Когда я ударил его пистолетом по голове, он проснулся от неожиданности, засуетился, сдернул с себя одеяло и заорал:
– Какого хрена? – Когда он наконец сел, Эвандер включил свет, перед нами предстал Джио Гамбино с окровавленным и маниакальным лицом, схватился за свой ушибленный лоб, словно капризный ребенок. Джио уставился на Эвандера и прорычал: – МакДиармид, ты не должен приходить в дом к парню посреди ночи, не говоря уже о том, чтобы бродить по его комнате, ты, невоспитанный ублюдок!

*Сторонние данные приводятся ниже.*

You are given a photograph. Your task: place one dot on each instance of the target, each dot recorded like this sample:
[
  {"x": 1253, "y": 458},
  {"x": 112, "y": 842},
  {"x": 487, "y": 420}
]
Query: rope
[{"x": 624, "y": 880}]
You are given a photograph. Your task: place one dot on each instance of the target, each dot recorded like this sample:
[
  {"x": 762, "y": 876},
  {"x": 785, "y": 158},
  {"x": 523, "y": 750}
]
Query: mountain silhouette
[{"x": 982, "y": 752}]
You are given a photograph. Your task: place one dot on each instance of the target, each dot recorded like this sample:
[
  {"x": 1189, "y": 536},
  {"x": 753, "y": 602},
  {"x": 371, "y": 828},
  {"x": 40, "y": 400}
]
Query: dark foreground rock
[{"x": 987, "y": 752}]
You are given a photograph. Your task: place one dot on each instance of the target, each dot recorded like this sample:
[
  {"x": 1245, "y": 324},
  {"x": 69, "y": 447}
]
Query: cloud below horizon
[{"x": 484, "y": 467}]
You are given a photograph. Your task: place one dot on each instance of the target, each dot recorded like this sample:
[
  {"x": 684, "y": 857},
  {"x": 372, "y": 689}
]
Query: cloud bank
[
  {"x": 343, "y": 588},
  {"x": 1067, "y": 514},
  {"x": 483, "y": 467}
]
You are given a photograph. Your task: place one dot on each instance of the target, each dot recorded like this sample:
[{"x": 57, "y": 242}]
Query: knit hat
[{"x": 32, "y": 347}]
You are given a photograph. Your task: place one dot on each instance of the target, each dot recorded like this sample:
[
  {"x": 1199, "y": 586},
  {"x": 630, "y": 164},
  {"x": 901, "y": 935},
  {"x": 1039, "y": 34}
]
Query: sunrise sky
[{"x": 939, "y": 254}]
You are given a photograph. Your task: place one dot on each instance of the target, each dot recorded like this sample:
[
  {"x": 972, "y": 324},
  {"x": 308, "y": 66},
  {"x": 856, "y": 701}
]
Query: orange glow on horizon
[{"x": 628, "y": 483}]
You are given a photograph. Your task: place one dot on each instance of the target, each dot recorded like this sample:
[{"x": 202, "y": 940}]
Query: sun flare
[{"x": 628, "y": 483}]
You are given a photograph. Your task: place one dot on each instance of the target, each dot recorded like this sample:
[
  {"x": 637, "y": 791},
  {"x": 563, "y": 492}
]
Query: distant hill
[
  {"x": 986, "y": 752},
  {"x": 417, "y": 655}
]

Из-за балаклавы, закрывающей большую часть моего лица, Джио Гамбино не мог видеть, как я скривил губы, но он услышал мой рык, и когда посмотрел на меня, его гнев немного поутих, и он понял, что попал в переделку. Взяв себя в руки, он спокойно спросил Эвандера:
– Что все это значит?
Я не сдвинулся с места, стоял у изножья его кровати, с пистолетом в руке, Эвандер перемещался по комнате, говоря на ходу:
– Я всегда знал, что ты плохой человек. В тебе всегда было что-то не так. Я был не единственным человеком, чувствующим это, но ты – Гамбино, поэтому никто не хотел иметь дело с яростными вспышками гнева, которые могли возникнуть, если бы кто-то заговорил об этом с твоим отцом. – Он замолчал, затем повернулся к нему лицом. – Что-то в тебе не так. – Он подался вперед, ближе к кровати. – И когда я услышал, что Алехандра Кастильо пропала, я не думал, что это сделал ты. – Эвандер посмотрел на меня с холодной улыбкой. – Я подумал: «Он не настолько глуп. Не единого шанса, что это он украл ее».
Мой голос немного приглушен маской:
– Однако он это сделал.
Эвандер кивнул один раз в подтверждение.
– Однако он это сделал. И изуродовал ее.
Джио покачал головой в неверии.
– Поэтому ты здесь? Из-за нее? – Он коротко рассмеялся, прежде чем его лицо исказилось. Он поднялся и схватился руками за волосы, дергая их в абсолютной ярости, а затем прорычал: – Что, бл*дь, все в ней находят?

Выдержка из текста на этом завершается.